Em 2021, Roscosmos e CNSA já haviam revelado a intenção de estabelecer uma base conjunta na Lua, denominada Estação Internacional de Investigação Lunar (ILRS), destacando que estaria aberta à participação de todos os interessados e parceiros internacionais.
Entretanto, a participação de astronautas da NASA na ILRS parece improvável devido às tensões históricas entre a agência espacial americana e a CNSA, bem como ao recente desentendimento com a Roscosmos. Esta última anunciou sua saída da Estação Espacial Internacional em 2025, em resposta às sanções dos Estados Unidos relacionadas à invasão da Ucrânia pela Rússia em 2022.
Roscosmos divulgou que planeja cooperar com a CNSA na construção de um reator nuclear na Lua. O diretor-geral da Roscosmos, Yury Borisov, mencionou a intenção de instalar a unidade de energia lunar entre 2033 e 2035, em colaboração com os chineses. Ele enfatizou que o projeto seria executado de forma autônoma, sem a necessidade de presença humana, e que as tecnologias essenciais para esse empreendimento estão em fase avançada de desenvolvimento.

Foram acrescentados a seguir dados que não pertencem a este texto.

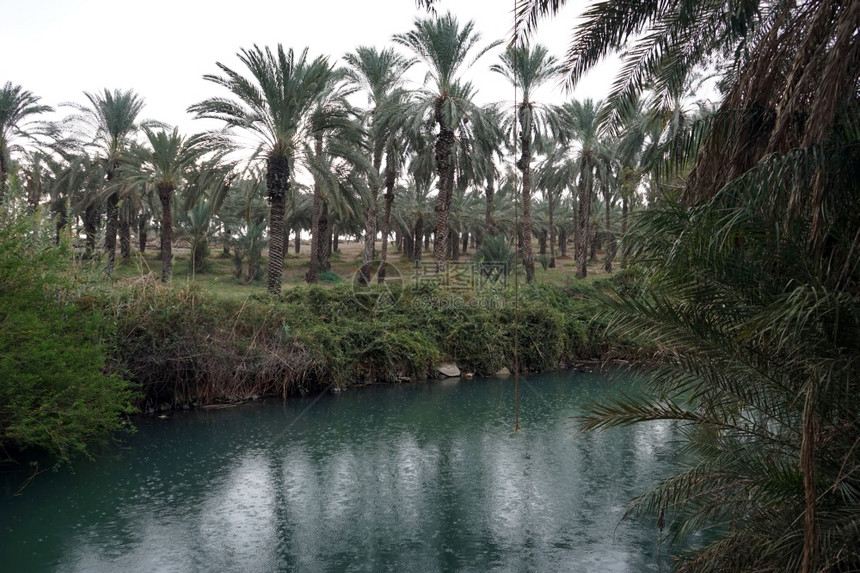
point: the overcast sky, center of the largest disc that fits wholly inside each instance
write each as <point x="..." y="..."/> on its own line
<point x="58" y="49"/>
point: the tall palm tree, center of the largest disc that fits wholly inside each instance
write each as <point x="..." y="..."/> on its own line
<point x="756" y="272"/>
<point x="444" y="47"/>
<point x="17" y="108"/>
<point x="528" y="68"/>
<point x="593" y="158"/>
<point x="380" y="75"/>
<point x="555" y="175"/>
<point x="110" y="122"/>
<point x="166" y="163"/>
<point x="335" y="159"/>
<point x="274" y="104"/>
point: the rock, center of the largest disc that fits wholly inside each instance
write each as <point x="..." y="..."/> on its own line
<point x="449" y="370"/>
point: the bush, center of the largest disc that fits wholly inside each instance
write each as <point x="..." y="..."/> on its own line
<point x="57" y="391"/>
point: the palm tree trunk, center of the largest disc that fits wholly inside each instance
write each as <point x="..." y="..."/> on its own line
<point x="124" y="232"/>
<point x="91" y="224"/>
<point x="593" y="243"/>
<point x="3" y="169"/>
<point x="390" y="180"/>
<point x="610" y="238"/>
<point x="582" y="224"/>
<point x="277" y="186"/>
<point x="489" y="227"/>
<point x="551" y="232"/>
<point x="110" y="231"/>
<point x="524" y="165"/>
<point x="165" y="190"/>
<point x="370" y="224"/>
<point x="624" y="252"/>
<point x="807" y="470"/>
<point x="445" y="184"/>
<point x="325" y="238"/>
<point x="141" y="234"/>
<point x="419" y="238"/>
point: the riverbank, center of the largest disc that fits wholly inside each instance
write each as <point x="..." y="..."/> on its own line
<point x="183" y="347"/>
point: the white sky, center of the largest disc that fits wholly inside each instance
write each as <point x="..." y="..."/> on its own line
<point x="57" y="49"/>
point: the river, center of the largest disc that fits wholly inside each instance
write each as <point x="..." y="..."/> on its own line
<point x="416" y="477"/>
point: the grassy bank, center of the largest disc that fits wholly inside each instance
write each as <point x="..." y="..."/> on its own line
<point x="185" y="345"/>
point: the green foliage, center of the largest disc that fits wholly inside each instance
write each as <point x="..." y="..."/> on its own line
<point x="57" y="391"/>
<point x="183" y="345"/>
<point x="329" y="277"/>
<point x="752" y="299"/>
<point x="496" y="257"/>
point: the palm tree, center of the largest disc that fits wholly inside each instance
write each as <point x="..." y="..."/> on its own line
<point x="444" y="47"/>
<point x="593" y="158"/>
<point x="380" y="75"/>
<point x="336" y="160"/>
<point x="17" y="108"/>
<point x="556" y="174"/>
<point x="755" y="272"/>
<point x="529" y="67"/>
<point x="166" y="164"/>
<point x="110" y="122"/>
<point x="274" y="105"/>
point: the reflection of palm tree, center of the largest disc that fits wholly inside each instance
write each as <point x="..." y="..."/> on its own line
<point x="275" y="105"/>
<point x="444" y="47"/>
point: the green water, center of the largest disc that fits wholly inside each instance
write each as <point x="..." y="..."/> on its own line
<point x="393" y="478"/>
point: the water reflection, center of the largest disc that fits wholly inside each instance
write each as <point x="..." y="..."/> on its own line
<point x="427" y="478"/>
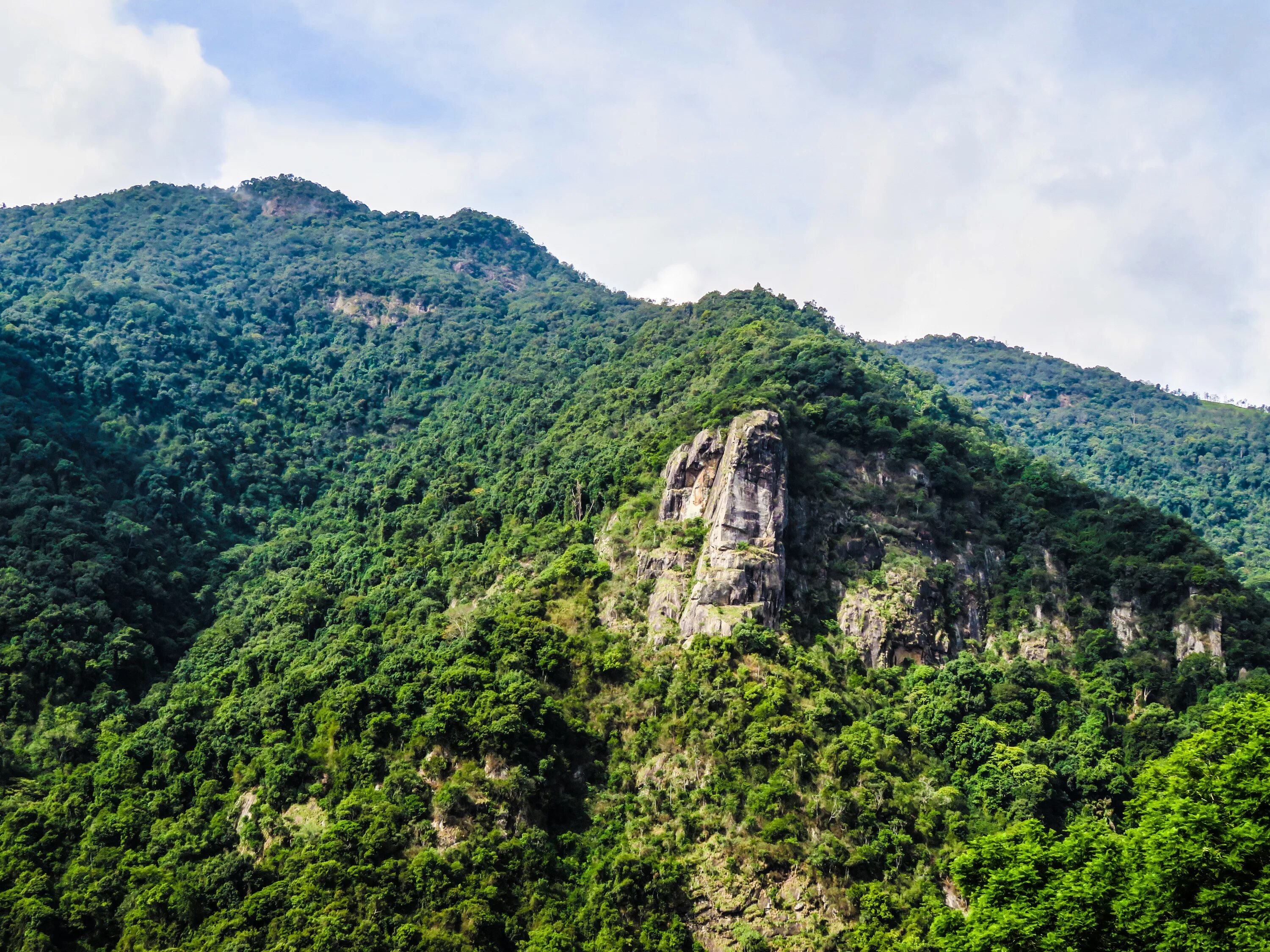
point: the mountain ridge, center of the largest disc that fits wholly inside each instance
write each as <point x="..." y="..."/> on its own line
<point x="1198" y="459"/>
<point x="390" y="488"/>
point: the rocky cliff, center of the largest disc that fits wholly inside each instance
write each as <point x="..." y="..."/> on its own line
<point x="736" y="483"/>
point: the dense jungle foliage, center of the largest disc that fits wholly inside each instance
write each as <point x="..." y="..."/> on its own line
<point x="320" y="626"/>
<point x="1201" y="460"/>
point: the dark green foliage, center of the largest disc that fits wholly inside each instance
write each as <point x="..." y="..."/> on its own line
<point x="1189" y="874"/>
<point x="320" y="627"/>
<point x="1199" y="460"/>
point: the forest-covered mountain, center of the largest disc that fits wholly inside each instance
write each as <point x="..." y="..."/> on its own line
<point x="1197" y="459"/>
<point x="378" y="582"/>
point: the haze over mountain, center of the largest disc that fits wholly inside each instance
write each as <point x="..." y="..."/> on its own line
<point x="379" y="582"/>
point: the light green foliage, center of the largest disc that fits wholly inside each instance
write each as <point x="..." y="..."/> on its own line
<point x="1201" y="460"/>
<point x="1189" y="874"/>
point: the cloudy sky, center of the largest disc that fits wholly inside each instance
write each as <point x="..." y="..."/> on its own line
<point x="1082" y="179"/>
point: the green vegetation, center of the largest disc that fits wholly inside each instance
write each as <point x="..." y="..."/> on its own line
<point x="322" y="627"/>
<point x="1189" y="874"/>
<point x="1201" y="460"/>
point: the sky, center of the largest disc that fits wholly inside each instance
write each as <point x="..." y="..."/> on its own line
<point x="1084" y="179"/>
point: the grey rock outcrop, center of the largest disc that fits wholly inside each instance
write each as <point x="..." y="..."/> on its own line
<point x="734" y="482"/>
<point x="1194" y="640"/>
<point x="741" y="573"/>
<point x="689" y="474"/>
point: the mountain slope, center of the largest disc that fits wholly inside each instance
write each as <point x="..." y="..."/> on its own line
<point x="1201" y="460"/>
<point x="404" y="485"/>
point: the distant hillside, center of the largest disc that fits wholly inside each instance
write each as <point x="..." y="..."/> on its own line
<point x="380" y="583"/>
<point x="1203" y="461"/>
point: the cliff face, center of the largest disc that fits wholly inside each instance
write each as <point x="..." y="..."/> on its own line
<point x="736" y="484"/>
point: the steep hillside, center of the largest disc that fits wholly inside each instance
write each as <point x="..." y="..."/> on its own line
<point x="380" y="583"/>
<point x="1201" y="460"/>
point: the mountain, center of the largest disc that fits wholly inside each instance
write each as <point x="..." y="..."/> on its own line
<point x="1202" y="460"/>
<point x="379" y="582"/>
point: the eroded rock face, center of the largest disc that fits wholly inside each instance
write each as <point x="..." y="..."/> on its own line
<point x="736" y="483"/>
<point x="689" y="474"/>
<point x="1194" y="641"/>
<point x="741" y="573"/>
<point x="895" y="624"/>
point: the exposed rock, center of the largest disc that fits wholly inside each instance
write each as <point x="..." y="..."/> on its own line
<point x="897" y="622"/>
<point x="1193" y="641"/>
<point x="1126" y="622"/>
<point x="736" y="483"/>
<point x="689" y="474"/>
<point x="741" y="573"/>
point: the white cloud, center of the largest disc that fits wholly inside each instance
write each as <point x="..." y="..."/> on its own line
<point x="91" y="105"/>
<point x="675" y="282"/>
<point x="982" y="169"/>
<point x="980" y="176"/>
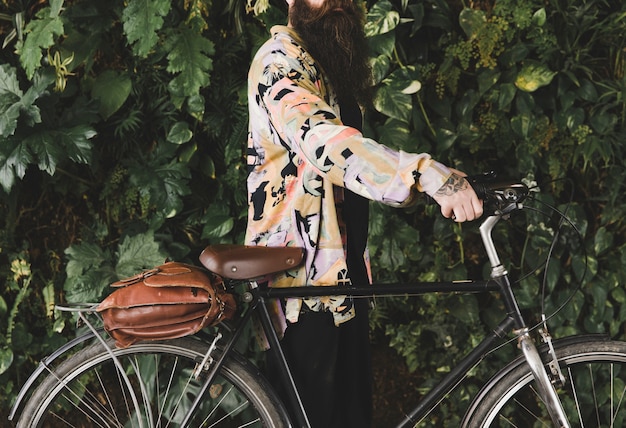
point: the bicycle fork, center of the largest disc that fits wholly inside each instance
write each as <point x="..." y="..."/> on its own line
<point x="545" y="386"/>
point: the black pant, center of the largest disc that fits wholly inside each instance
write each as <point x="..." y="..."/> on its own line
<point x="331" y="367"/>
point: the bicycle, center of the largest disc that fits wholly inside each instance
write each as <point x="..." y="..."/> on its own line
<point x="202" y="380"/>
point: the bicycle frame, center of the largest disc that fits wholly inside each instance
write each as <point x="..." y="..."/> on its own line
<point x="257" y="297"/>
<point x="499" y="282"/>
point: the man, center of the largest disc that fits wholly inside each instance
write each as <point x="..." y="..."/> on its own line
<point x="311" y="172"/>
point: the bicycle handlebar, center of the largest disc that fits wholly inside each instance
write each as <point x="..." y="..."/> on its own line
<point x="500" y="193"/>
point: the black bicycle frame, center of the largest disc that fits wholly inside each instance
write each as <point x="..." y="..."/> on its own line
<point x="512" y="321"/>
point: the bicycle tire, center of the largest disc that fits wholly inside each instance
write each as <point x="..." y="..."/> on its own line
<point x="594" y="393"/>
<point x="86" y="390"/>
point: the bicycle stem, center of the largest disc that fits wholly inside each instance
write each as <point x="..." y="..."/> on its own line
<point x="525" y="342"/>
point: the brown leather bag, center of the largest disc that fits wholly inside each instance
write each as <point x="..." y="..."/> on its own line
<point x="169" y="301"/>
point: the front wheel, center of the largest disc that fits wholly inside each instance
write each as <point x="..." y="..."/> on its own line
<point x="594" y="394"/>
<point x="89" y="390"/>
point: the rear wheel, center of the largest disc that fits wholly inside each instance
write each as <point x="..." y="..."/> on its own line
<point x="594" y="394"/>
<point x="88" y="390"/>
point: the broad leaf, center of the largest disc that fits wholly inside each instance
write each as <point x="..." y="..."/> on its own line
<point x="471" y="21"/>
<point x="142" y="20"/>
<point x="84" y="257"/>
<point x="14" y="159"/>
<point x="111" y="89"/>
<point x="381" y="19"/>
<point x="189" y="58"/>
<point x="179" y="133"/>
<point x="137" y="253"/>
<point x="10" y="95"/>
<point x="391" y="98"/>
<point x="40" y="35"/>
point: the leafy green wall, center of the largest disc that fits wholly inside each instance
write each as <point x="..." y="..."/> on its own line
<point x="122" y="127"/>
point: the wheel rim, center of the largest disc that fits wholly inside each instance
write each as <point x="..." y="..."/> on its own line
<point x="594" y="395"/>
<point x="161" y="380"/>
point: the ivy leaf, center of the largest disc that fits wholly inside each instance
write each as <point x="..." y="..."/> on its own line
<point x="10" y="95"/>
<point x="6" y="359"/>
<point x="534" y="75"/>
<point x="40" y="34"/>
<point x="395" y="134"/>
<point x="83" y="257"/>
<point x="14" y="159"/>
<point x="179" y="133"/>
<point x="75" y="142"/>
<point x="111" y="89"/>
<point x="381" y="19"/>
<point x="472" y="21"/>
<point x="142" y="19"/>
<point x="391" y="98"/>
<point x="137" y="253"/>
<point x="189" y="57"/>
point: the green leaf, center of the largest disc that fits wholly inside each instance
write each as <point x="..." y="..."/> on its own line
<point x="380" y="67"/>
<point x="3" y="307"/>
<point x="533" y="76"/>
<point x="76" y="142"/>
<point x="391" y="99"/>
<point x="179" y="133"/>
<point x="10" y="95"/>
<point x="381" y="19"/>
<point x="383" y="44"/>
<point x="602" y="241"/>
<point x="539" y="17"/>
<point x="46" y="152"/>
<point x="112" y="90"/>
<point x="189" y="58"/>
<point x="217" y="226"/>
<point x="83" y="257"/>
<point x="507" y="93"/>
<point x="472" y="21"/>
<point x="14" y="159"/>
<point x="395" y="133"/>
<point x="142" y="19"/>
<point x="523" y="124"/>
<point x="40" y="34"/>
<point x="6" y="359"/>
<point x="137" y="253"/>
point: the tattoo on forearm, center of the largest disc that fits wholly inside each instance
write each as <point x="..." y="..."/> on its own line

Além disso, a Roscosmos planeja utilizar foguetes movidos a energia nuclear para transportar cargas para a Lua, visando a construção da base lunar compartilhada. Contudo, ainda não foram estabelecidos os métodos para garantir a segurança dessas espaçonaves, conforme relatórios da Reuters.
A necessidade de um reator nuclear ou fonte de energia semelhante é vital para sustentar futuras bases lunares, uma vez que os painéis solares podem não ser suficientes para gerar e armazenar a energia necessária.
Recentemente, cientistas do Reino Unido apresentaram planos para um reator nuclear compacto, alimentado por células de combustível do tamanho de uma semente, que será testado em missões futuras pela NASA. O formato e tamanho do reator conjunto russo-chinês ainda não foram especificados.